Diese Straße ist das grüne Tor zum Muttental

Klaus Zabel (58) mag die Frielinghauser Straße.
Klaus Zabel (58) mag die Frielinghauser Straße.
Foto: Funke Foto Services
Was wir bereits wissen
Die Frielinghauser Straße gehört für viele Wittener zum täglichen Spaziergang. Sie bietet viel Natur, schöne Ausblicke und liegt trotzdem stadtnah.
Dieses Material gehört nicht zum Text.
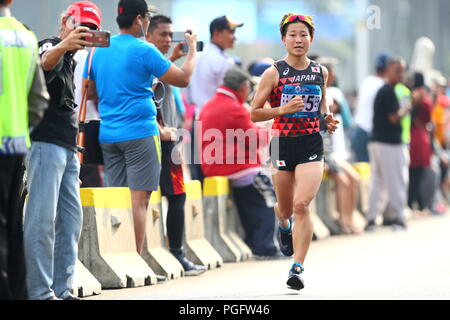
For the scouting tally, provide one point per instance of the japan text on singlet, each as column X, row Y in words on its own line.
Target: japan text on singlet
column 305, row 83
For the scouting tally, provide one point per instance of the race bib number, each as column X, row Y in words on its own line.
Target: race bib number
column 311, row 95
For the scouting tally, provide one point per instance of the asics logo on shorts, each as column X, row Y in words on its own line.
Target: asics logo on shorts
column 281, row 164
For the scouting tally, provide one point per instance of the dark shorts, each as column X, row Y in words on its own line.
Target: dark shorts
column 172, row 180
column 288, row 152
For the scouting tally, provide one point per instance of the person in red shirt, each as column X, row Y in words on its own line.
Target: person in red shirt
column 420, row 148
column 229, row 143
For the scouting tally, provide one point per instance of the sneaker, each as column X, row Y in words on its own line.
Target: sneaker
column 295, row 280
column 371, row 226
column 190, row 269
column 71, row 297
column 398, row 226
column 285, row 241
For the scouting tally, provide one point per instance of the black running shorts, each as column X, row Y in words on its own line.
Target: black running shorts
column 288, row 152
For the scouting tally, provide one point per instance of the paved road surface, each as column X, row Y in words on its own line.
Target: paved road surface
column 413, row 264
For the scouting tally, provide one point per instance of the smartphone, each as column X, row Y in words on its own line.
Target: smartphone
column 179, row 36
column 185, row 47
column 99, row 38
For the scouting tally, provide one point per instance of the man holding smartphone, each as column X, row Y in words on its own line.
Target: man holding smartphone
column 212, row 64
column 122, row 76
column 171, row 181
column 53, row 216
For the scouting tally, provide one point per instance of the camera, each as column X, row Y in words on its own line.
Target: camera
column 179, row 36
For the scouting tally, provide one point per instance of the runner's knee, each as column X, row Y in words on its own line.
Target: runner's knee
column 301, row 206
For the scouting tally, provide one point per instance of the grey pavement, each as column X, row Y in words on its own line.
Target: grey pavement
column 386, row 264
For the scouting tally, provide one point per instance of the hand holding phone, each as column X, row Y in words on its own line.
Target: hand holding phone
column 185, row 47
column 99, row 38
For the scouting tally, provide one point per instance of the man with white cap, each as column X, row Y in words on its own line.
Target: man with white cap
column 208, row 74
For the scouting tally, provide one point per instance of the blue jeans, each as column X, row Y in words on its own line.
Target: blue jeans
column 359, row 141
column 53, row 220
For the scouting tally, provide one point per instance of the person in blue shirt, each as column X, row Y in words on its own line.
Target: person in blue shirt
column 121, row 75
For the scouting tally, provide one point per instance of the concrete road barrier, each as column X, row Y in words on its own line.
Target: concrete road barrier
column 84, row 283
column 155, row 252
column 198, row 248
column 107, row 246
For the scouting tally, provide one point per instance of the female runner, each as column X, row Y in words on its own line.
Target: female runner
column 296, row 90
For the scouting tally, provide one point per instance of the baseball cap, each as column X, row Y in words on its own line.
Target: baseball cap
column 223, row 23
column 234, row 78
column 85, row 12
column 134, row 8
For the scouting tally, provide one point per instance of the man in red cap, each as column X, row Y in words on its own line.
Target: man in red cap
column 53, row 216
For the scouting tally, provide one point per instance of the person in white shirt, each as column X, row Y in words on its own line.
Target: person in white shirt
column 90, row 174
column 364, row 110
column 208, row 74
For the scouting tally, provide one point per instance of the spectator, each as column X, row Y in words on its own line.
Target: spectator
column 440, row 118
column 388, row 155
column 420, row 148
column 337, row 156
column 237, row 159
column 53, row 215
column 207, row 77
column 172, row 180
column 122, row 75
column 364, row 110
column 90, row 174
column 22, row 107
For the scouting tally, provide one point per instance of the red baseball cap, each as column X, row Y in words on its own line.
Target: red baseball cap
column 85, row 12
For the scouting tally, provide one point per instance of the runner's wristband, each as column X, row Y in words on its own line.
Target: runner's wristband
column 323, row 125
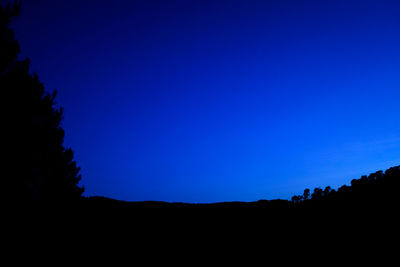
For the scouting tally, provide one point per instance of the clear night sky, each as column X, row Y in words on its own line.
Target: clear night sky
column 206, row 101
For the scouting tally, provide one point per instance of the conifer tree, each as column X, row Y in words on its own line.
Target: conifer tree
column 40, row 167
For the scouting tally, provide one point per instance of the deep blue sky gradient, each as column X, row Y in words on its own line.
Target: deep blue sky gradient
column 206, row 101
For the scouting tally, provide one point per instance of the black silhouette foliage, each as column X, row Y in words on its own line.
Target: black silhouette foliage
column 41, row 167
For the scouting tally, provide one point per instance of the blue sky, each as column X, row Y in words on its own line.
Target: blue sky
column 206, row 101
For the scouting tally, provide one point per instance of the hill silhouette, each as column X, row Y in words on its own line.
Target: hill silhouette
column 377, row 190
column 43, row 170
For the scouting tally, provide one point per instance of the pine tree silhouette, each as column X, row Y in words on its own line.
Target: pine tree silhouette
column 40, row 167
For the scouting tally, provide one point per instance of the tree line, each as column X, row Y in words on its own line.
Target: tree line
column 40, row 169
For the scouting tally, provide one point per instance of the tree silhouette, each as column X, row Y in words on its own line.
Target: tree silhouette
column 41, row 167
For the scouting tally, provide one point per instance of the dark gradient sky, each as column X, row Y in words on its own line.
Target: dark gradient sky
column 205, row 101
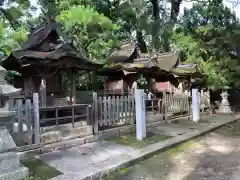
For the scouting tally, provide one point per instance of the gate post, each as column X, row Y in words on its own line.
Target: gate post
column 95, row 113
column 36, row 118
column 140, row 114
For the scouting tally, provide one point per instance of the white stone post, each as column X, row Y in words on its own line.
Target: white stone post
column 195, row 105
column 140, row 114
column 36, row 118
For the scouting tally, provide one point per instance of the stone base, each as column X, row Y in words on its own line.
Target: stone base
column 6, row 140
column 224, row 109
column 9, row 161
column 16, row 174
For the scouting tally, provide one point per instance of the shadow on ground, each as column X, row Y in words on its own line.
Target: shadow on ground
column 215, row 156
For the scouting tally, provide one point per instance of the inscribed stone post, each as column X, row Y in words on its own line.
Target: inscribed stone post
column 140, row 114
column 36, row 118
column 195, row 105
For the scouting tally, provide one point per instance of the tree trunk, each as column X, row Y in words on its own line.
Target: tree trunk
column 141, row 43
column 156, row 25
column 175, row 7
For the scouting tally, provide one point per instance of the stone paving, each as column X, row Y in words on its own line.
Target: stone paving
column 77, row 161
column 215, row 156
column 85, row 160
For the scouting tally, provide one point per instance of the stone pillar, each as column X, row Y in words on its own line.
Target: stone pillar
column 224, row 105
column 140, row 114
column 195, row 105
column 43, row 93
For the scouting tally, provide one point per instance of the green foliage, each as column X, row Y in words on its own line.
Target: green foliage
column 207, row 36
column 93, row 33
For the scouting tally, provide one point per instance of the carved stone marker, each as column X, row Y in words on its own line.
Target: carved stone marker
column 140, row 114
column 224, row 105
column 195, row 105
column 10, row 168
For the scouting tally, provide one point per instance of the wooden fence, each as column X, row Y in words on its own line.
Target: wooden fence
column 112, row 111
column 39, row 125
column 105, row 112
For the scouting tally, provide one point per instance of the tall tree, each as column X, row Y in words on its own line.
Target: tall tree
column 207, row 35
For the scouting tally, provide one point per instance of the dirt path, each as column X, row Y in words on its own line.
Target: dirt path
column 215, row 156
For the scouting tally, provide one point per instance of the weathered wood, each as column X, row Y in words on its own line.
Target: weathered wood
column 20, row 114
column 36, row 118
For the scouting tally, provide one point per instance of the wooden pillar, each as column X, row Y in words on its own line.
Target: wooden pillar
column 73, row 97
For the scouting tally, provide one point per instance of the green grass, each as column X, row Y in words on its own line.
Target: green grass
column 39, row 170
column 130, row 140
column 232, row 130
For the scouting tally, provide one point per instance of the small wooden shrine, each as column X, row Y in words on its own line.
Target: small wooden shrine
column 127, row 63
column 43, row 60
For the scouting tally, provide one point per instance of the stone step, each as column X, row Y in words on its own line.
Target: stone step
column 9, row 160
column 56, row 135
column 15, row 174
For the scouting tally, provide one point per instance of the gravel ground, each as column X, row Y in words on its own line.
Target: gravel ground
column 215, row 156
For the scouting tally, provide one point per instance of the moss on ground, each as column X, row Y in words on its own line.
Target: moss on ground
column 39, row 170
column 130, row 140
column 232, row 129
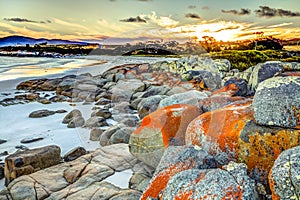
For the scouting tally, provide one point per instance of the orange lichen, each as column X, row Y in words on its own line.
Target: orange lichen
column 230, row 89
column 263, row 149
column 172, row 121
column 161, row 180
column 271, row 184
column 222, row 126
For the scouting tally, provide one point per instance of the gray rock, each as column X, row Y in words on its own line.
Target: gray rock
column 74, row 154
column 29, row 161
column 95, row 122
column 121, row 136
column 264, row 71
column 155, row 90
column 285, row 175
column 41, row 113
column 71, row 115
column 191, row 97
column 31, row 139
column 231, row 182
column 76, row 122
column 101, row 113
column 95, row 134
column 277, row 102
column 148, row 105
column 105, row 136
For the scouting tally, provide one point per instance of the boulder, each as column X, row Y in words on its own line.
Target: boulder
column 149, row 105
column 175, row 160
column 159, row 129
column 241, row 84
column 284, row 177
column 29, row 161
column 277, row 102
column 41, row 113
column 191, row 97
column 95, row 134
column 95, row 122
column 74, row 154
column 231, row 182
column 264, row 71
column 121, row 136
column 71, row 115
column 230, row 134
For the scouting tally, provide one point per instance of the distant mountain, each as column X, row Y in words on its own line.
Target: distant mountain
column 22, row 41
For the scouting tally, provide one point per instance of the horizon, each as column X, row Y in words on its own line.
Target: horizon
column 132, row 21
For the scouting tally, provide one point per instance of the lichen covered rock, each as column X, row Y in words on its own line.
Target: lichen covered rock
column 284, row 177
column 277, row 102
column 158, row 129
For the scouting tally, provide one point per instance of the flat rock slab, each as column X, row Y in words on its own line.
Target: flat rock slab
column 82, row 178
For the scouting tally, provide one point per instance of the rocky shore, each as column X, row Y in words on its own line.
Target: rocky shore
column 191, row 128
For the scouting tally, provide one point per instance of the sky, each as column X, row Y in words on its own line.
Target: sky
column 121, row 21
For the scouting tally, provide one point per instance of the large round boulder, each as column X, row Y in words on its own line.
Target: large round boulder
column 277, row 102
column 159, row 129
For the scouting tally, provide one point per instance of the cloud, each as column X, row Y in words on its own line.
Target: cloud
column 236, row 12
column 166, row 22
column 192, row 15
column 137, row 19
column 266, row 11
column 17, row 19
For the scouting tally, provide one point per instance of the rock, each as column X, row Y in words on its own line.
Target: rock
column 41, row 113
column 159, row 129
column 31, row 139
column 191, row 97
column 121, row 136
column 32, row 96
column 74, row 154
column 127, row 195
column 264, row 71
column 103, row 101
column 95, row 122
column 2, row 141
column 231, row 182
column 241, row 84
column 230, row 134
column 277, row 102
column 155, row 90
column 176, row 159
column 1, row 171
column 218, row 101
column 29, row 161
column 284, row 177
column 50, row 85
column 95, row 134
column 131, row 122
column 149, row 105
column 76, row 121
column 72, row 114
column 105, row 136
column 206, row 78
column 101, row 113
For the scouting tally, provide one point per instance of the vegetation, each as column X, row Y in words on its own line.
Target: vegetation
column 243, row 59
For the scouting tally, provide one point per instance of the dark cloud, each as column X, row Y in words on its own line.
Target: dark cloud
column 266, row 11
column 17, row 19
column 236, row 12
column 137, row 19
column 192, row 15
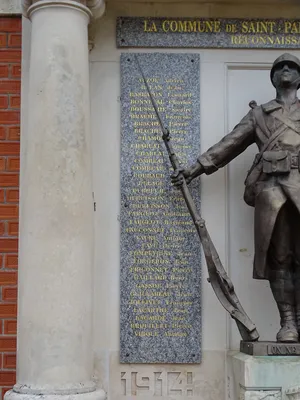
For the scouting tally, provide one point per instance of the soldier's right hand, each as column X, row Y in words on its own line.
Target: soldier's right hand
column 188, row 173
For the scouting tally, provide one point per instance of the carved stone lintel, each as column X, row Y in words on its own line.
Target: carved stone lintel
column 96, row 7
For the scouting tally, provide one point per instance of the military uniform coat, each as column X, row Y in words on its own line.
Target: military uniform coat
column 271, row 191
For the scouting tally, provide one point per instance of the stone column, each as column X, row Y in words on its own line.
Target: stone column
column 54, row 356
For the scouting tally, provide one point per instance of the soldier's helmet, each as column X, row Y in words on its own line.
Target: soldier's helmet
column 283, row 59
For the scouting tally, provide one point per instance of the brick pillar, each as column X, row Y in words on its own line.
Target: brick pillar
column 10, row 72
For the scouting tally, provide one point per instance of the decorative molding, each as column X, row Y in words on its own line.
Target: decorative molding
column 253, row 394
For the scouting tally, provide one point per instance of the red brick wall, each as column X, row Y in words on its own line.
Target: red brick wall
column 10, row 75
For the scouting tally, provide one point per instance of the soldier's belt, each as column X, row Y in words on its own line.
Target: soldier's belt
column 279, row 162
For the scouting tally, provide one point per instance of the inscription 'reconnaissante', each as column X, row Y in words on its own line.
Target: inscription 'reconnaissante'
column 160, row 311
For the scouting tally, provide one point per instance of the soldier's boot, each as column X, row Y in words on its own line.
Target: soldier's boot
column 282, row 287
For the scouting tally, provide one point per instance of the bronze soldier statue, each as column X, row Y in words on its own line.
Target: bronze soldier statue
column 272, row 186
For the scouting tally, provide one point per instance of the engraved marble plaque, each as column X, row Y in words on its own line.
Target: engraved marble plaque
column 160, row 310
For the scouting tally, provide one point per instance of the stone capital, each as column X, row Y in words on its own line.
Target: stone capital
column 95, row 8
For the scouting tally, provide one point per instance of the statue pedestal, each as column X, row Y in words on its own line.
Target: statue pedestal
column 263, row 377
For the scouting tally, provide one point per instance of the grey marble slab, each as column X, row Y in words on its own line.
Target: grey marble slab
column 160, row 284
column 208, row 33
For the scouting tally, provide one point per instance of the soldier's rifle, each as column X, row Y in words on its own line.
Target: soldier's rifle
column 218, row 277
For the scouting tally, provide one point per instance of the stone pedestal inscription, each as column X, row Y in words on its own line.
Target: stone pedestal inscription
column 160, row 311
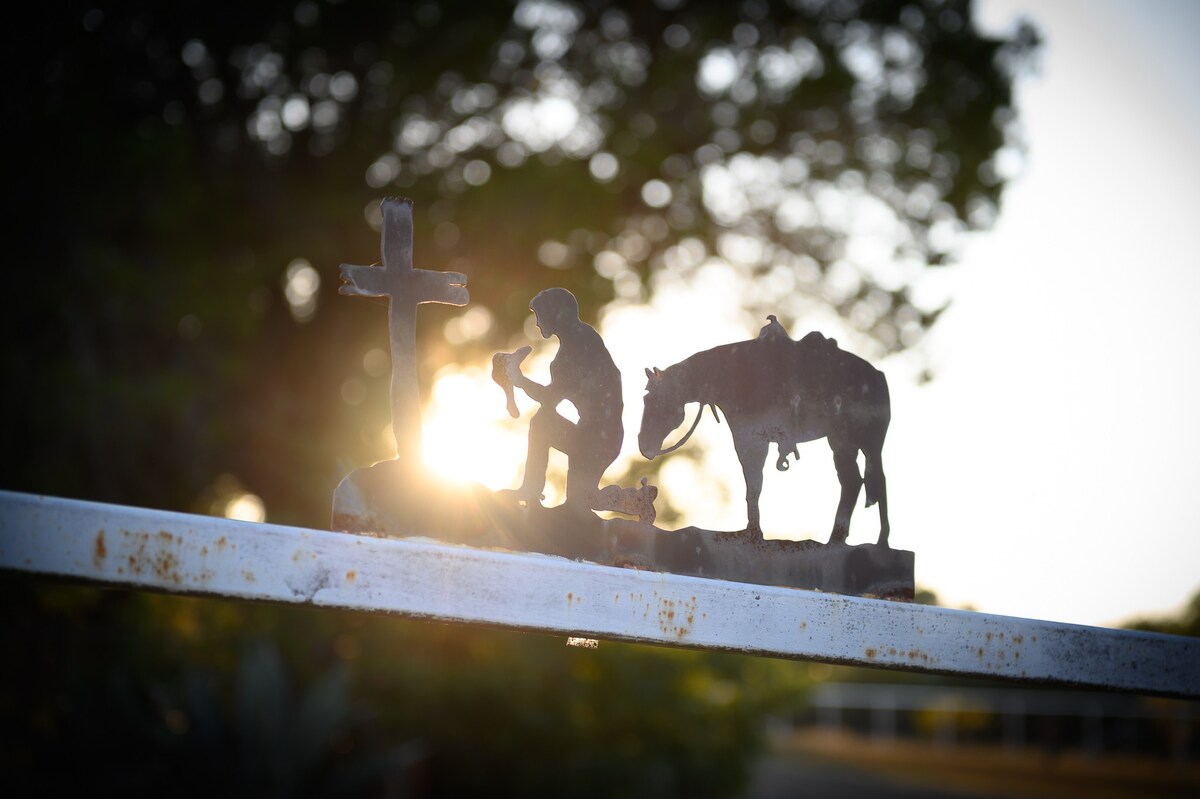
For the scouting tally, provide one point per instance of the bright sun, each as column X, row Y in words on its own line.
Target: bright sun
column 467, row 436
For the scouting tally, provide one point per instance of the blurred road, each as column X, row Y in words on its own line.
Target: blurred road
column 795, row 776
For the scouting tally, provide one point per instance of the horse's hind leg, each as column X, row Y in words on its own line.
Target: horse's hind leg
column 751, row 451
column 845, row 461
column 877, row 491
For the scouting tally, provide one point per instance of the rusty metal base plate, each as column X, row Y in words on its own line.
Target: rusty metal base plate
column 389, row 500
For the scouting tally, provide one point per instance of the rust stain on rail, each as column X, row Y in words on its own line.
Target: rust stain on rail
column 100, row 551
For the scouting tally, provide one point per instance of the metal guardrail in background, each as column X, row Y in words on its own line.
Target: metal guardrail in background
column 421, row 578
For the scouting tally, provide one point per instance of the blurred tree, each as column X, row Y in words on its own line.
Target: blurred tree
column 190, row 176
column 187, row 176
column 1187, row 623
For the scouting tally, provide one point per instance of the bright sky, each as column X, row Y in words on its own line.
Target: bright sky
column 1050, row 469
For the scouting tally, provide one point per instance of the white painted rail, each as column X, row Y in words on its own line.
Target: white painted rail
column 421, row 578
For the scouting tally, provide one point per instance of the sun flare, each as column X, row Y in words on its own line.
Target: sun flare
column 467, row 437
Witten.. Ein Spaziergänger- und Wanderparadies mit saftigen Wiesen: Die Frielinghauser Straße ist Bommerns Tor ins Muttental – und das mit langer Geschichte. Benannt wurde die einspurige Straße 1914 nach den Bommeraner Höfen der Familien Niederste und Oberste Frielinghaus. Bereits 1431 wurde der Name „Frielinghaus“ erstmals erwähnt und zwar im Heberegister der Abtei Werden. Die Straße durchs Grün ist 1406 Meter lang – Start- und Endpunkt liegen aber an der Nachtigallstraße keine zweihundert Meter voneinander entfernt.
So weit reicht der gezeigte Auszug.